Fifty-five years after its debut in 1942, I began reading Archie Comics, quite simply because my brother did. Unbeknownst to me, this is where my feminist journey began. My best friend and I played “Betty and Veronica” every lunch hour for years. They were our icons and to a certain extent, we really believed we were them! It was not lost on us, that two young, ethnic minority girls from a middle-class neighbourhood were playing the roles of a spoiled upper-class rich girl and her white, blonde and blue-eyed best friend. Perhaps this was part of the fantasy. The glorious elementary playground was the Lodge luxurious yacht where we would slide down into exotic beach sands and sunbathe on the monkey bars. Those were the days, I tell ya.
At the grocery store, my mom would only slightly hesitate at the check out at the request to purchase the new coveted Archie comic. She thought this to be much better than a chocolate bar. As soon as she said yes, I’d begin reading it at the checkout. I would pause for the cashier to scan it, then continue reading it, walking into doors on our way out.
The main premise is that Archie and his two gal-pals, Betty and Veronica, are in an exhausting, love triangle. Most of my childhood weekends were spent watching Bollywood movies with my grandparents so perhaps this is why I was drawn to this narrative? Minus the song and dance, Archie comics were the epitome of every 90’s Bollywood movie – the classic love triangle between the sweet and simple versus the snooty and wealthy.
I always played Veronica. It was fun ‘acting’ wealthy. I marveled at large dirt covered rocks exclaiming they were diamonds. It was not that I longed for these items, rather it reflected the expectations put on girls and what they can value and be. These two cultural icons had a major influence on me beyond the playground. Were these my only options? I can’t be kind and have nice things? Can’t I have it all? But as I became entangled in the pair, I knew they were more than these stereotypes and not just “Archie’s Gals.”

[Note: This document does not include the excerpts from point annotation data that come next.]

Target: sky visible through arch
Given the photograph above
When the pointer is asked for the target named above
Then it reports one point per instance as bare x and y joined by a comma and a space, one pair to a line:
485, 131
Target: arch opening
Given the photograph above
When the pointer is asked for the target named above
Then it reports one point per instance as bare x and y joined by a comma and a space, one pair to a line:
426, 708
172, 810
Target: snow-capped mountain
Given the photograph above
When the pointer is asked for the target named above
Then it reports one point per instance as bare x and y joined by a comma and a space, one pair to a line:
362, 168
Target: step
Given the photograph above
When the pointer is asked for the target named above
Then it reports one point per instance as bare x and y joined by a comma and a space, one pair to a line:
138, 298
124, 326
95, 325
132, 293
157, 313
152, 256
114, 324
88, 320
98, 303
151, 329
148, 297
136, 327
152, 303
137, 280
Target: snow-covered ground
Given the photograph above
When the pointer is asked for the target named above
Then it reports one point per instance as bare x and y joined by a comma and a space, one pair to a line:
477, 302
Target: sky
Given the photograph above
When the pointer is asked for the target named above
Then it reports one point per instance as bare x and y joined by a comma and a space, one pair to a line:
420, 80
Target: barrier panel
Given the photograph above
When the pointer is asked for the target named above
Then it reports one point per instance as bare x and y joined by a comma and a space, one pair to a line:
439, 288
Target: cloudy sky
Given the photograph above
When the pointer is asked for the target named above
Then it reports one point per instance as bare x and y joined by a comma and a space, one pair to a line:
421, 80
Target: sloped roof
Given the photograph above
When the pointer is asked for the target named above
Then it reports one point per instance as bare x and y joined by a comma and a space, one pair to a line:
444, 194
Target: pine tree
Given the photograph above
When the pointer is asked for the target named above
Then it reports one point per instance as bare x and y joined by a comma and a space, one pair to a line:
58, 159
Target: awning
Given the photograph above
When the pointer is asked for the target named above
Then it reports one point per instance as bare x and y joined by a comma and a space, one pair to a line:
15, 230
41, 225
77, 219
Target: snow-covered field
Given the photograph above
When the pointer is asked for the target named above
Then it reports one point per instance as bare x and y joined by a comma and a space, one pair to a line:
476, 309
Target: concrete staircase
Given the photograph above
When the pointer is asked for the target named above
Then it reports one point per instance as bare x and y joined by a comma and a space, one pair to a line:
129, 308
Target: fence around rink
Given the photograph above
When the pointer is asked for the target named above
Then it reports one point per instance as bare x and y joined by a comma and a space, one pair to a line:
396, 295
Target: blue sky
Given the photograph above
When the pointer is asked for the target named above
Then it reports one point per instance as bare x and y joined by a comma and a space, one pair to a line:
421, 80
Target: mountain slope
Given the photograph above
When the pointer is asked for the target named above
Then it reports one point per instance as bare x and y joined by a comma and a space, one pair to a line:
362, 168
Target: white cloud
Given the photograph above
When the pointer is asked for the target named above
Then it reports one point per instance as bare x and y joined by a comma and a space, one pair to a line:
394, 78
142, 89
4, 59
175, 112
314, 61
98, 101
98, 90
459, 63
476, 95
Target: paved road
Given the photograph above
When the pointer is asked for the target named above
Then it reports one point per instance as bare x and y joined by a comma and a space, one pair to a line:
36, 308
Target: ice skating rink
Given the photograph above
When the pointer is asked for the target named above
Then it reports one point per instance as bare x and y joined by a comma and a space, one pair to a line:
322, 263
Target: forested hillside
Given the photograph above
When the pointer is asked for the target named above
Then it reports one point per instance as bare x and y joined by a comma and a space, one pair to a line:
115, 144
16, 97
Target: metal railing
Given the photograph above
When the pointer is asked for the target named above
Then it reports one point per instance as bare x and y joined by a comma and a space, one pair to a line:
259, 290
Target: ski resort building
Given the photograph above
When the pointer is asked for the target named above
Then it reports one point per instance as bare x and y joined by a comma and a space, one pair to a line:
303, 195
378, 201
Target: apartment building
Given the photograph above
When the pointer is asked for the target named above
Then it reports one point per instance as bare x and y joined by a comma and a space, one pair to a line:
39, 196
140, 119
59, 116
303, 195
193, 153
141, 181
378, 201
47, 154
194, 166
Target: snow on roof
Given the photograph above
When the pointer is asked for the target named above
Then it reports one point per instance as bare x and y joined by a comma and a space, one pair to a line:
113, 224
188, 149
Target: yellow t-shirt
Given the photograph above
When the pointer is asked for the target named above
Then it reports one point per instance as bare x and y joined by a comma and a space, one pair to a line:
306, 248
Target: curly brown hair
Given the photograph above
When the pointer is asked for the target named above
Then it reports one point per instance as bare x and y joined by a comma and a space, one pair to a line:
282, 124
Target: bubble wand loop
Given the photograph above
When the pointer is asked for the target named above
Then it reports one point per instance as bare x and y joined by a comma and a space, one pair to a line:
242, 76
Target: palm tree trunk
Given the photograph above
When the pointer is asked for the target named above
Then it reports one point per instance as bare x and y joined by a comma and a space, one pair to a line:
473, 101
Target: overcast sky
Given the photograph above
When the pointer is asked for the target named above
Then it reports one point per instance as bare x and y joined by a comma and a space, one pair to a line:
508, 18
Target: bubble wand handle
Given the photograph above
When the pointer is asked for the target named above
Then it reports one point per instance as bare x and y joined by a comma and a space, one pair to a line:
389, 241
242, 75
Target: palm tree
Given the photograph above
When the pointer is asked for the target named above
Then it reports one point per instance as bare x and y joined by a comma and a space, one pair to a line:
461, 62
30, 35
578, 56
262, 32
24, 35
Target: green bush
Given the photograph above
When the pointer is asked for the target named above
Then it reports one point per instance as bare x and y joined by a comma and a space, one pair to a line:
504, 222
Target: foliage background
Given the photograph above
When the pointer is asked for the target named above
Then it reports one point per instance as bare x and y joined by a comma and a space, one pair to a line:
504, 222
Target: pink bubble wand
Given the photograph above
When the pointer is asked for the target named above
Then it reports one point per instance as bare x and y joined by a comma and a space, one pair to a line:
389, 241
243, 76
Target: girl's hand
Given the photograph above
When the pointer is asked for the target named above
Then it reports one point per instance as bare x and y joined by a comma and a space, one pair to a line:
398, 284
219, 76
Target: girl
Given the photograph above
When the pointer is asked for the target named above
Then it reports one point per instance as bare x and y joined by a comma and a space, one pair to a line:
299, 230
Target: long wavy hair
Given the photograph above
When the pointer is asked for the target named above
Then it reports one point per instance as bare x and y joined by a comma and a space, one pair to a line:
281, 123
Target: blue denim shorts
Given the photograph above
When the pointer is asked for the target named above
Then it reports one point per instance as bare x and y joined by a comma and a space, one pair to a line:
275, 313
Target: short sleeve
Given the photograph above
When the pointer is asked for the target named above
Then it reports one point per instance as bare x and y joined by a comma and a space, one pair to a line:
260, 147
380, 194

Betty is your quintessential girl next door hopelessly in love with Archie. She is gentle with a heart of gold. She is often found rescuing animals or baking cookies. She is the perfect daughter, student, and friend. Yet she cannot compete with Veronica for the affections of Archie’s heart.
Veronica Lodge is Archie’s crush and heiress to the vast Lodge fortune. She is the opposite of Betty – selfish and spoiled. Veronica loves to shop and gossip. She too is seemingly in love with Archie. However, he usually cannot afford to take her out, so she simply picks another boy.
How then, might you ask, did these flat and antiquated female characters inspire my young budding feminist mind and my desire to smash the patriarchy?
Each character offers something different; they are both solid feminist role models.